I don’t get it: why would we want to continue punishing ourselves like this.
I started the export council many years ago (called SAHIEC in those days) and with the help of our then Chairman Paddy Wilson managed to get protocols established with the Malaysian Racing Authority who controlled exports to Malaysia and Singapore.
We then got Hong Kong open in time for London News to fly direct to win the QEII.
Subsequently a tragic incident in which draft horses were brought into the Free Area by someone at Lanzerac caused a shut down.
Ever since then it’s been a hell ride. Every promise made along the lines of “it’s about to happen” is like the fairy at the bottom of my garden, doesn’t exist. It’s been going for about 20 years now.
I have no idea what this has cost our industry in direct investment.
I can’t begin to quantify what it has cost owners, breeders and trainers in terms of added costs like not being able to move horses freely (the stop overs each horse moving to the Cape has to endure), the cost of health certificates for movement, blood tests, the revenue lost to stallions for cancellations because of movement restrictions – we lost several valuable bookings this season again – and the costs of just running the business of application.

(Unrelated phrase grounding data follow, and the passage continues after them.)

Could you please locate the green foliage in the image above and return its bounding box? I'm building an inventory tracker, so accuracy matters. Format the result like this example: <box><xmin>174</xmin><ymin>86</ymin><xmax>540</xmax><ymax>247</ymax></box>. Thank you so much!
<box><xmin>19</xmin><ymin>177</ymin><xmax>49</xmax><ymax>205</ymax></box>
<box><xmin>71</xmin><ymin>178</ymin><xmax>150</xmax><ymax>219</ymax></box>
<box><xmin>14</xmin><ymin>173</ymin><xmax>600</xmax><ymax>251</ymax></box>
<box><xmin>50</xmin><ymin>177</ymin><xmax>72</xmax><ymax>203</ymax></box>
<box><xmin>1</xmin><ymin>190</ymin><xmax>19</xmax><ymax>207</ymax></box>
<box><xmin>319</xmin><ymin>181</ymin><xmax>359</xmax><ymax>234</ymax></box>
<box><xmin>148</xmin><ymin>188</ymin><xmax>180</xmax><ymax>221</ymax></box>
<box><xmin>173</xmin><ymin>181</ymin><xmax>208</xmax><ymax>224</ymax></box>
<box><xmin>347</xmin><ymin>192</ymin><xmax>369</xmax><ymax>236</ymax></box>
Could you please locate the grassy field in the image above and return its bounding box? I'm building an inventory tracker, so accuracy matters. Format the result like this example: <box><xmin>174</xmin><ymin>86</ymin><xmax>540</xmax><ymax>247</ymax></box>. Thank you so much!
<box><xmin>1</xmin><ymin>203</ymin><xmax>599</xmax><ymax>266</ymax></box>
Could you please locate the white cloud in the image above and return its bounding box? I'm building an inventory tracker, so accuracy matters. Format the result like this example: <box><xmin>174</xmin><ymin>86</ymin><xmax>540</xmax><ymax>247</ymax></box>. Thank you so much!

We are talking about hundreds of millions – I think it could easily run into seven figures, like millions.
That’s a helluva lot more than the R50m reported to be the value of our annual export market. It’s been a nice dream but the dream has become a nightmare and we just can’t afford it anymore.
We know that it’s very difficult and punishing to export via the current route through Mauritius but it works.
We have to accept that as a compromise because I don’t believe that the EU will get here in the near future so we must stop pouring much needed resources down a bottomless pit.
The game is tough right now. We need to make tough decisions, difficult as that has to be. Every rand wasted on continuing this foolish hope is too much.